WordPress is a towering and prominent tool for each and every blogger because through its features and techniques, it has made the virtual world an eye catcher. This is one important version which each and everyone have been eagerly waiting for. WordPress 4.7.2 brings you all the important security ﬁxes which will enable you to use this tool prominently and efficiently.
The earlier versions including WordPress 4.7.1 were faced or affected by three security issues:
1. It was reported by David Herrera of Alley Interactive that the users who do not have permission to use were shown user interface for assigning taxonomy terms in Press.
2. It was reported by Mo Jangda that when passing unsafe data WP_Query is vulnerable to a SQL injection (SQLi). Though WordPress core is not directly vulnerable to the issue, in order to prevent plugins and themes from accidentally causing vulnerability, they have added hardening.
3. It was reported by Ian Dunn of the WordPress Security Team that a vulnerability of cross-site scripting (XSS) was discovered in the posts list table.
4. It was reported by Marc-Alexandre Montpas of Sucuri Security that vulnerability was discovered in a REST API endpoint of unauthenticated privilege escalation.
The reporters of these issues for practicing responsible disclosure were acknowledged and the issues and vulnerabilities were ﬁxed in the new version.

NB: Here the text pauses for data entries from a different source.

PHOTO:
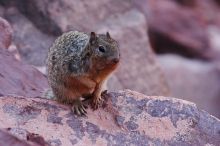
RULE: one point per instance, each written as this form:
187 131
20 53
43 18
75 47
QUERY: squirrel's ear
108 35
92 38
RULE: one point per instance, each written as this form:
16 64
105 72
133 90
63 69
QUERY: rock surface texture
126 118
138 62
193 80
181 26
5 33
19 78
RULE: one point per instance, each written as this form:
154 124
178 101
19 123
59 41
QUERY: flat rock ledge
126 118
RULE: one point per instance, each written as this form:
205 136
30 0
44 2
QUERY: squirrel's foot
96 102
79 108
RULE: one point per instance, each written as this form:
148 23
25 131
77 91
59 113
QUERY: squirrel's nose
115 60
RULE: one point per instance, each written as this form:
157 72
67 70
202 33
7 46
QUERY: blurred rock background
168 47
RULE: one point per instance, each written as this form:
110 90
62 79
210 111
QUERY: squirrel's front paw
96 102
79 108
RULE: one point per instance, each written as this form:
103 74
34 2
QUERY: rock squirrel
78 64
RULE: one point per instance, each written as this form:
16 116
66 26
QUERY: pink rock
19 78
126 118
5 34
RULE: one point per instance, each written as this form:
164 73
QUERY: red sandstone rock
127 118
5 34
194 81
138 69
182 26
19 78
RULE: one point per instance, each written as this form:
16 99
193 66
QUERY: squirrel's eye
102 49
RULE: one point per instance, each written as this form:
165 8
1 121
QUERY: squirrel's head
105 51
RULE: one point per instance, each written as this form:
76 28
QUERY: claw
79 109
96 102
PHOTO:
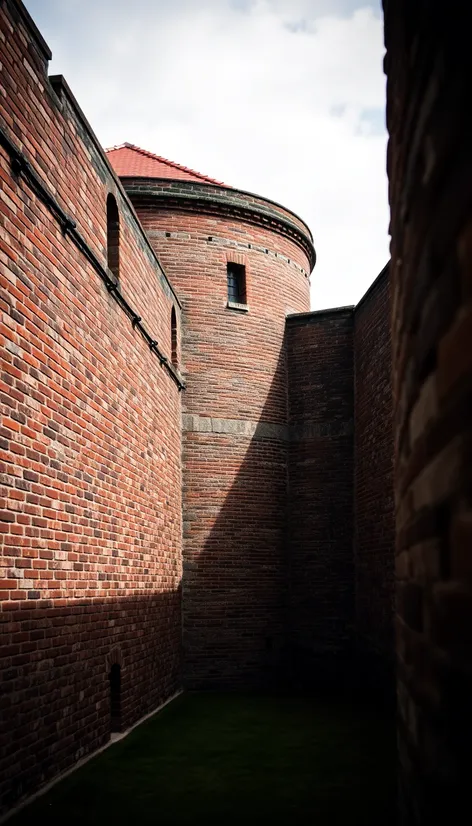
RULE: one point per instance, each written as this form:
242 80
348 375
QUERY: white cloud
280 97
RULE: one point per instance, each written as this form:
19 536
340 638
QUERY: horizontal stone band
264 430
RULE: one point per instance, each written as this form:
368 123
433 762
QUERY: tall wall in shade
429 75
320 493
90 474
234 420
340 518
374 532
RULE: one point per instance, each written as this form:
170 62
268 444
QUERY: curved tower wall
235 416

The additional security ﬁxes were:
1. Rules were added to the Web Application Firewall (WAF) by Sucuri to block exploit attempts against their clients. This issue was not found externally but internally.
2. Including WAFs, several other companies were reached out like SiteLock, Cloudflare, and Incapsula and set of rules were created to protect more users.
3. The WordPress hosts were contacted privately on information regarding vulnerabilities and ways to protect the users. To implement protection, hosts worked closely with security teams and a regular check was enabled for exploit attempts against their users.
4. Before the issue was made public, time was given for automatic updates to run and ensure that as many users as possible were protected.
In order to ensure safety of millions of additional WordPress sites, it was intentionally delayed to disclose the issue and also keeping in mind the transparency of public interest.
Sucuri was acknowledged for their responsible disclosure and also WAFs and hosts who worked closely to add additional protections and also monitored their systems for attempts to use the exploit in the wild.